You're absolutely right. There is no guarantee. There's not even a good reason to believe that the manufacturer has faithfully replicated the circuitry in the licensed original Intel design. Unless the manufacturer provides specific information about this, you're on your own ... sadly ... and likely to remain so. I did observe similar run-on with DALLAS, PHILIPS, and INTEL MCU's. I'm not sure what, exactly, that implies, since their reset logic may be different.


Quite frankly, I don't know that we can get solid "proof" of what's going on inside the MCU. However, it IS possible to get significantly persuasive evidence. It's not easy or likely to happen overnight, but with considerable thought, and some concerted effort, you can gain insight into what the chip's behavior is under controlled circumstances, including those under which the, in your case, "lost flash" occurs.

This is quite far removed from the "Has LINUX had its chips" topic, though, and I believe, if you, Erik, are willing to have a discussion, rather than a "food fight", it can be done, in an MCU-specific context, as well as a general one that's applicable to pretty much all 805x-core MCU's, though there will undoubtedly be some exceptions, but I believe it would be appropriate to do it in a separate thread.

Since I've finally, after many years, managed to assume a retired status, I have some time available, and have the hardware with which to do much of the "heavy lifting" in the sense of building the necessary hardware to perform rigorous testing over long time and many repetitions.

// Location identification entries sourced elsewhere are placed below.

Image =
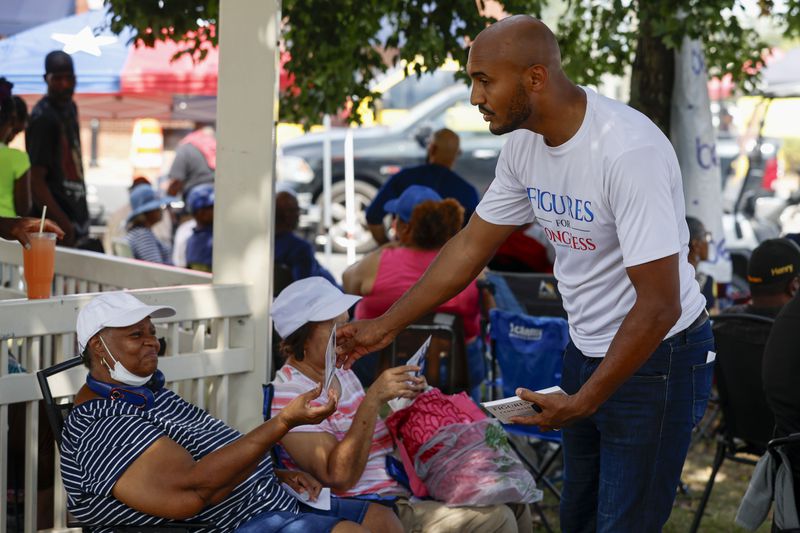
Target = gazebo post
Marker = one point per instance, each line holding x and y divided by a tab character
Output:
243	239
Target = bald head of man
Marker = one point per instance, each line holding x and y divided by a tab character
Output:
443	148
517	80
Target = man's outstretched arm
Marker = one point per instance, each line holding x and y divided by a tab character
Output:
458	263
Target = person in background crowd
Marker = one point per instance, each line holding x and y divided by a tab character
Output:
292	253
15	197
20	119
116	223
146	210
605	184
699	239
195	161
423	224
525	250
199	246
779	373
54	145
436	173
773	274
348	451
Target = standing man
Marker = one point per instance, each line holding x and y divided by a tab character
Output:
605	185
436	174
195	161
54	146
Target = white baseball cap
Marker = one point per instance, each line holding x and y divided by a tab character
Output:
312	299
114	310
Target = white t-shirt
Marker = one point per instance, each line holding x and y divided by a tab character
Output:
610	197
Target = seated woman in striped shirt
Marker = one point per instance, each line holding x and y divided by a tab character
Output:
135	453
348	450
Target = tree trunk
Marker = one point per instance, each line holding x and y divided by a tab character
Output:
652	76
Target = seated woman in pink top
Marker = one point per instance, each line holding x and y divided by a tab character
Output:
423	224
347	452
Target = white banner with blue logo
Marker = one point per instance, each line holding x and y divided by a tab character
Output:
694	139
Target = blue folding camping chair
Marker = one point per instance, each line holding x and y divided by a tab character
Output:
528	351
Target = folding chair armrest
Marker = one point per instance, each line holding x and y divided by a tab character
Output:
792	439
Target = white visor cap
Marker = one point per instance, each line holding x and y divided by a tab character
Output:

Keep in mind, though, that this will wander into several sensitive areas, including the application of "reset circuitry", power supply bypass, and raw power supply, about which many people have expressed opinion. Oscillator startup is probably also a factor.

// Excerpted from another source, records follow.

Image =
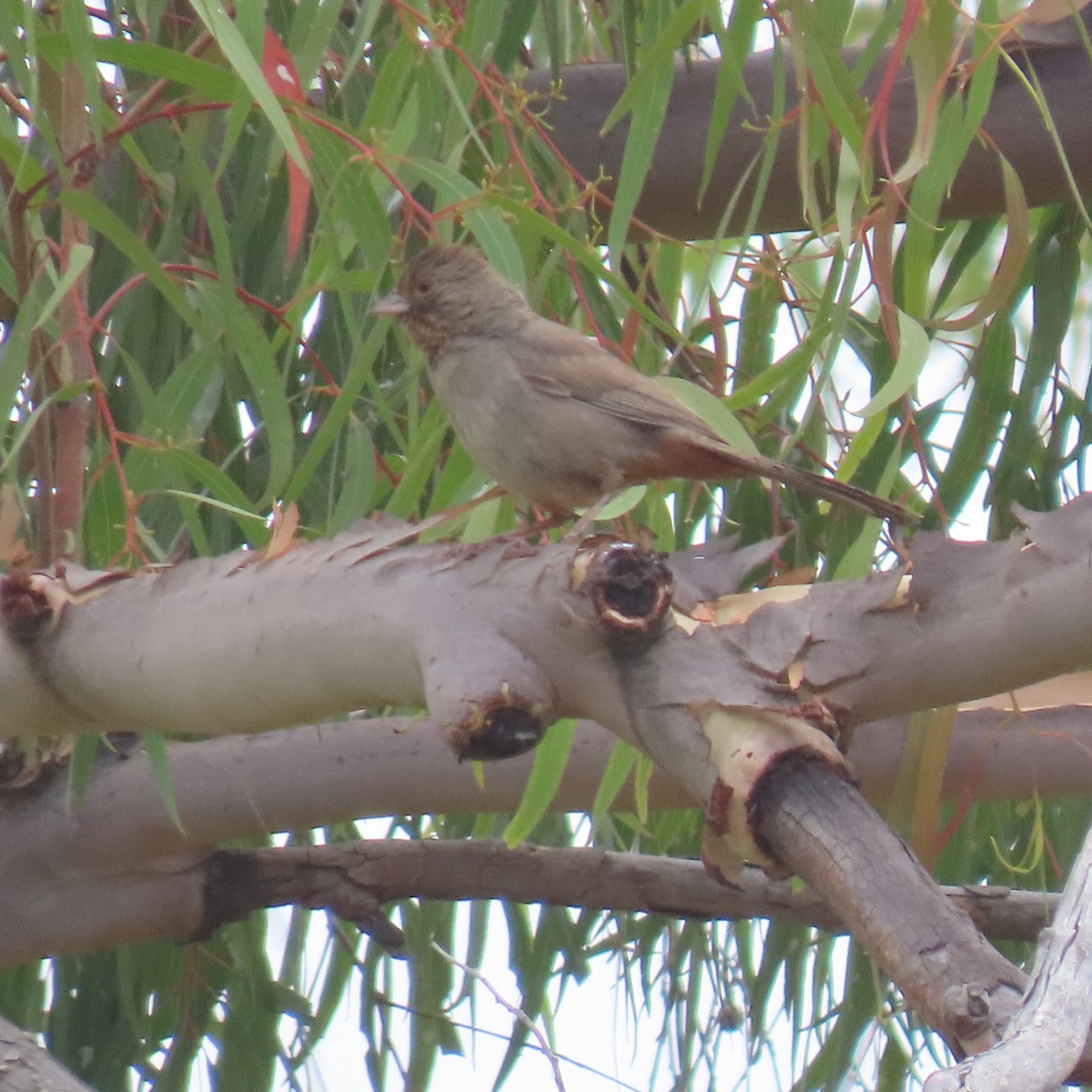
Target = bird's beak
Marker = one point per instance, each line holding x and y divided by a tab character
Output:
393	304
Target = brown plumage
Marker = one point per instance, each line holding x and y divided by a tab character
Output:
550	414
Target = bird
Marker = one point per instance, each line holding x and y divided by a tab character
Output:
552	416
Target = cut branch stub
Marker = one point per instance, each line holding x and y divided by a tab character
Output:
631	590
492	700
745	745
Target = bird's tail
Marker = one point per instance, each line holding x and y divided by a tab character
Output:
835	491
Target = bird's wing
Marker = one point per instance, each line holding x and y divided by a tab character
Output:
562	364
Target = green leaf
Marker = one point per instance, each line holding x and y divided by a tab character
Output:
913	353
243	60
551	759
156	746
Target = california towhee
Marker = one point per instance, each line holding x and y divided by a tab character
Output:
550	414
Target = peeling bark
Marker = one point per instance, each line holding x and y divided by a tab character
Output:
26	1067
350	622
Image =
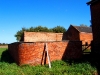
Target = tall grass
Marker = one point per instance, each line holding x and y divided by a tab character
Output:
58	68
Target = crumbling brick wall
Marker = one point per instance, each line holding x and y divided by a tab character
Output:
86	37
32	53
41	36
95	19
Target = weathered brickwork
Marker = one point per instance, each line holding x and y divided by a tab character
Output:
95	19
32	53
41	36
72	34
86	37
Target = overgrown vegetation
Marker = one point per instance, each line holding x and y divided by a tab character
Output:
58	67
57	29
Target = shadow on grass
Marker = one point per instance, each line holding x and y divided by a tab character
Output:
90	58
6	57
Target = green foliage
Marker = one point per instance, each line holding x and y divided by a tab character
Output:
57	68
57	29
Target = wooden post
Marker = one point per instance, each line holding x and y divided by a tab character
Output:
46	49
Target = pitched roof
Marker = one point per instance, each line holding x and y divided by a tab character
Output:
83	29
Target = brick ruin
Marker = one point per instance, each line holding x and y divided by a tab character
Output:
33	52
95	20
30	50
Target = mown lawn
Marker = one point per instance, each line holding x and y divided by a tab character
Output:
58	67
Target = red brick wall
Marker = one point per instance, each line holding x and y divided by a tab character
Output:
32	53
86	37
42	36
95	18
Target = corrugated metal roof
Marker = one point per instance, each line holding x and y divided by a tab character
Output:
83	29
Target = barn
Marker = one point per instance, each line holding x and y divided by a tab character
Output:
79	33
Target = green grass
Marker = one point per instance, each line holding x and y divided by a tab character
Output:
58	68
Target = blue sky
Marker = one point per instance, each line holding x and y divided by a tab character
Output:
15	14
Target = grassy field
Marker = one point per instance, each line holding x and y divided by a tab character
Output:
58	67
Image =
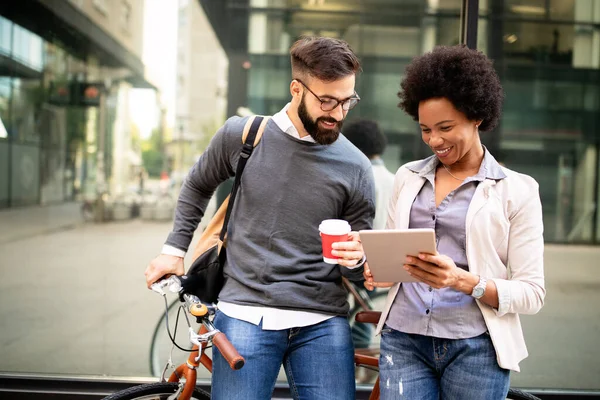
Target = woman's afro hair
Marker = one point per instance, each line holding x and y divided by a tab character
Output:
464	76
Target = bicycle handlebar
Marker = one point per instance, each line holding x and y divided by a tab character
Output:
199	309
229	353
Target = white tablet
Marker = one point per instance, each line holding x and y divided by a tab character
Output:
386	251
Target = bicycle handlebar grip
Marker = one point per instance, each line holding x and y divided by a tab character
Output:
235	360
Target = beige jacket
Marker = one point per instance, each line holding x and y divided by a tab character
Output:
504	243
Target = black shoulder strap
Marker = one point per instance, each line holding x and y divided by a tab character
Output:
244	156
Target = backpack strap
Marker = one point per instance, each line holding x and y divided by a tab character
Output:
252	134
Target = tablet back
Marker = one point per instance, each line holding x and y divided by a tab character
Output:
386	251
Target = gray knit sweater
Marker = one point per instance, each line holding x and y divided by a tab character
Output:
274	256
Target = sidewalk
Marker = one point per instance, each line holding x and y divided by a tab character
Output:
25	222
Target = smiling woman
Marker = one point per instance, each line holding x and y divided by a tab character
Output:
460	316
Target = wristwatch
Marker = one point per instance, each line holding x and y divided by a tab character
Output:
479	289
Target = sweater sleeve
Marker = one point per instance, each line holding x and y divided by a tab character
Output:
214	166
360	212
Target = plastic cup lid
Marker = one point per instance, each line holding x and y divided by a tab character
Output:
334	227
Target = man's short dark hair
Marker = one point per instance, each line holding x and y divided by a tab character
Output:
464	76
326	59
367	136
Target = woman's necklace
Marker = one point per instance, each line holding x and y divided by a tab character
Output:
448	171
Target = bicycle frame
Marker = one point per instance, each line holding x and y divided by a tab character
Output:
188	370
206	333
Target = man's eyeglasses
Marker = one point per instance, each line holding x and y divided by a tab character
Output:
328	103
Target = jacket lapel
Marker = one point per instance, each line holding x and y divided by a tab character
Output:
480	197
408	193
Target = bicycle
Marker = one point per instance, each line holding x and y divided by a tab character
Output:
362	334
181	384
182	381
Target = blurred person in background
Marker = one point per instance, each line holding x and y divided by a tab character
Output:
368	137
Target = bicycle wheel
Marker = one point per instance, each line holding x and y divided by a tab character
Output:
160	345
516	394
154	391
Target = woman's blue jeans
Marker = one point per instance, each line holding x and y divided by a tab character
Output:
318	361
421	367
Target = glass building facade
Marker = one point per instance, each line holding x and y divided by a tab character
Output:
546	53
48	144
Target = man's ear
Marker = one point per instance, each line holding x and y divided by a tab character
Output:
295	88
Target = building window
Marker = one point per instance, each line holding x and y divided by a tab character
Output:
101	6
125	15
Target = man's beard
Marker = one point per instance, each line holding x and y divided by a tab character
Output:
321	135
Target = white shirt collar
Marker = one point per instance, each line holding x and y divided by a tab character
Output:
284	123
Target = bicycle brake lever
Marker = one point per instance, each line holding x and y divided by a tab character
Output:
157	287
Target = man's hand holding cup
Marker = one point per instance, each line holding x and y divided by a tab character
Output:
340	245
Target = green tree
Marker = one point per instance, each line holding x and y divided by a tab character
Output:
153	153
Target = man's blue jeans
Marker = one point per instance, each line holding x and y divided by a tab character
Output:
420	367
318	361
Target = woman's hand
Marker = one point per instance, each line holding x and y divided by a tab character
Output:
370	284
438	271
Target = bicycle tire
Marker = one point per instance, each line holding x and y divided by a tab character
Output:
516	394
154	391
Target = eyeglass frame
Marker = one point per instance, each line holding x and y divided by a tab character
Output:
355	96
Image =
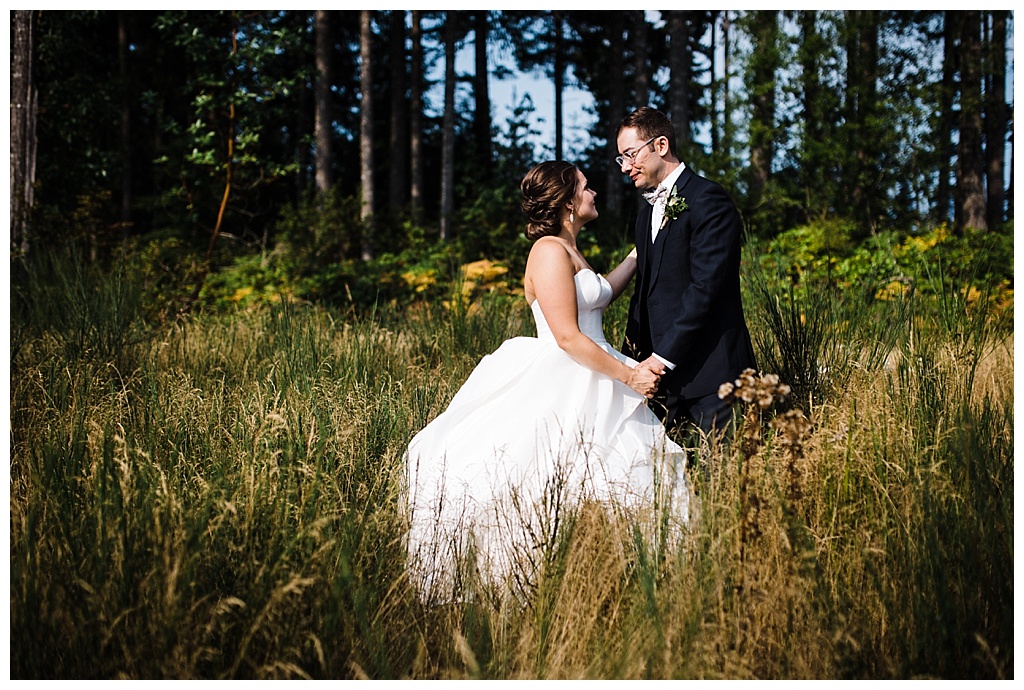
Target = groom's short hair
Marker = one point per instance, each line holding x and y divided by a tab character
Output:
650	123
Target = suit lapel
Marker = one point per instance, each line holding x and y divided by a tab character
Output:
657	250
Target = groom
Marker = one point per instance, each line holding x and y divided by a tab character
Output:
686	318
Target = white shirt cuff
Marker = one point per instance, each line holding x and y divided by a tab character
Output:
665	361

There's no question that this line of reasoning would lead you to the conclusion you reached. However, in my own rather cursory testing, over long periods and with a few different MCU's, I found that my BBRAM was clobbered despite the assertion of RESET during Vcc decay, as there was a supervisor in the circuit. Now, this doesn't prove anything about your particular experience, but it does give me pause, as I observed activity on ALE, nRD, nPS, and nWR during the interval when RESET was active. This was, in my case, complicated by the fact that the supervisor, the BBRAM, and the MCU all had different ideas about where a "brownout" began and ended. I'm persuaded that if they all agreed, the problem might have been averted, but that's just a guess.



Well, I'm not sure that the problem's as severe as you suggest, but I do agree that it is potentially cost-sensitive. However, in this particular discussion, it's not about designing a cost effective solution. It's about finding out what the nature of the underlying problem actually is. What I'd point out is that the manufacturers may or may not have done this sort of thing already, but putting the information in front of potential users probably doesn't help them. It's much easier for them to suggest using one or another supervisor, particularly if it's one of theirs.

It may take some time for me to gather up the resources with which to perform thorough automated testing and documentation of the result, particularly as my wife will be coming around to make me go outside and work in the garden. I do however have the resources with which to perform automatic testing over a lengthy period and with which to record the result. I'd find that interesting, if only to show that the various manufacturers have been unkind in not doing this or at least releasing the results.

RE